Pierrot le fou, nella sua anima ritenuta all’epoca portatrice di «un’anarchia intellettuale e morale», rappresentò una chiave di volta decisiva negli animi dei giovani francesi che rimasero ammaliati dal film, pochi anni prima della secessione generazionale rappresentata dal ’68, di cui la pellicola di Godard non si vergogna di esserne caotica portatrice.

Una delle prime scene del film, non a caso, mette in primo piano tutta la sensibilità del personaggio di Marianne, quando la giovane donna si lamenta della freddezza con cui vengono riportati alla radio i numeri dei soldati morti in Vietnam: perché accettiamo così impotenti la notizia che un certo numero di soldati sia morto e non ci interroghiamo su chi fossero, come si chiamassero e cosa pensassero prima di morire questi esseri umani?

La sensibilità di due personaggi apparentemente outsider nella società che li ospita, e senza dubbio fuori-legge, è il grande tema dell’anarchia, raccontata con i parametri degli anni ’60. Il rifiuto di accettare regole di uno Stato di diritto, che si sostanzia quasi sempre in un danneggiare la libertà altrui esaltando la propria, ha in quegli anni un’accezione più poetica e meno razionalizzata rispetto a oggi: si pensi alla produzione di De Andrè in Italia, che tanto ha parlato dell’anarchia, della sua faccia buona, arrivando in alcune circostanze a definire se stesso un anarchico.

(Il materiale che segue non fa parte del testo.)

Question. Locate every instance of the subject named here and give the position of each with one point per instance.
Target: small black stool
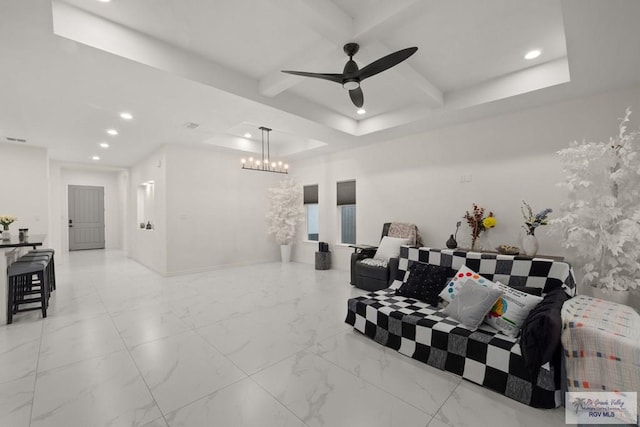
(23, 289)
(323, 260)
(52, 264)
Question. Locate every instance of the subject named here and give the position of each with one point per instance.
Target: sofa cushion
(372, 271)
(465, 273)
(510, 311)
(425, 282)
(472, 303)
(389, 248)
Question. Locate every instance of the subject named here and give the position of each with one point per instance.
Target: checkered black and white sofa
(485, 356)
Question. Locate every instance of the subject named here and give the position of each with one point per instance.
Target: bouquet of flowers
(5, 220)
(531, 221)
(478, 222)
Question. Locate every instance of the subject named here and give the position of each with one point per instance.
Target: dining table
(10, 250)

Godard, come accennato poco sopra, sceglie di parlare dei grandi temi del suo tempo a volte con incredibili dialoghi apparentemente endo-relazionali, ma realisticamente eso-relazionali, e infine con grandi silenzi eloquenti, dimostrativi, indicativi e a loro modo definitivi.

Lo sfondo, come il finale, è però tragico: i pezzi che i protagonisti lasciano per strada negli anni del loro rapporto sregolato sono gli stessi che rimangono di Ferdinand/Pierrot dopo il suicidio. Si noti: suicidio sì, ma l’ultimo frame prima dell’esplosione ci racconta un ripensamento. La bravura di Jean-Paul Belmondo permette di fotografare nel suo ultimo atto l’essenza del personaggio, erratico nelle decisioni, finanche in quella finale. La teatralità, poi, più che il mezzo sembra il fine ultimo, dal quale non si torna indietro e, forse, l’inevitabile conclusione di una serie di scelte.

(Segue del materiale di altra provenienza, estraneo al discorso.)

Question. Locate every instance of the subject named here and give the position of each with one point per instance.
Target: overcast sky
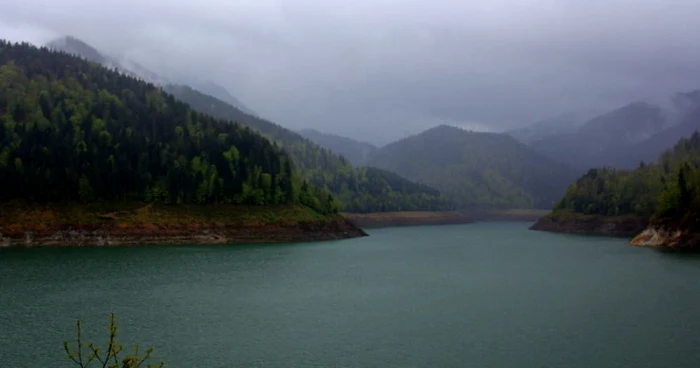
(381, 69)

Pierrot le fou è quella chiave di lettura degli anni ’60 che per molto tempo ci si è rifiutati di vedere come tale ma che, persino e a maggior ragione dopo tutto questo tempo, sembra uno degli strumenti indispensabili per imparare a leggere le grandi questioni di oggi. La storia e le storie, nonché il cinema che le racconta, dopo tutto hanno sempre qualcosa da insegnare.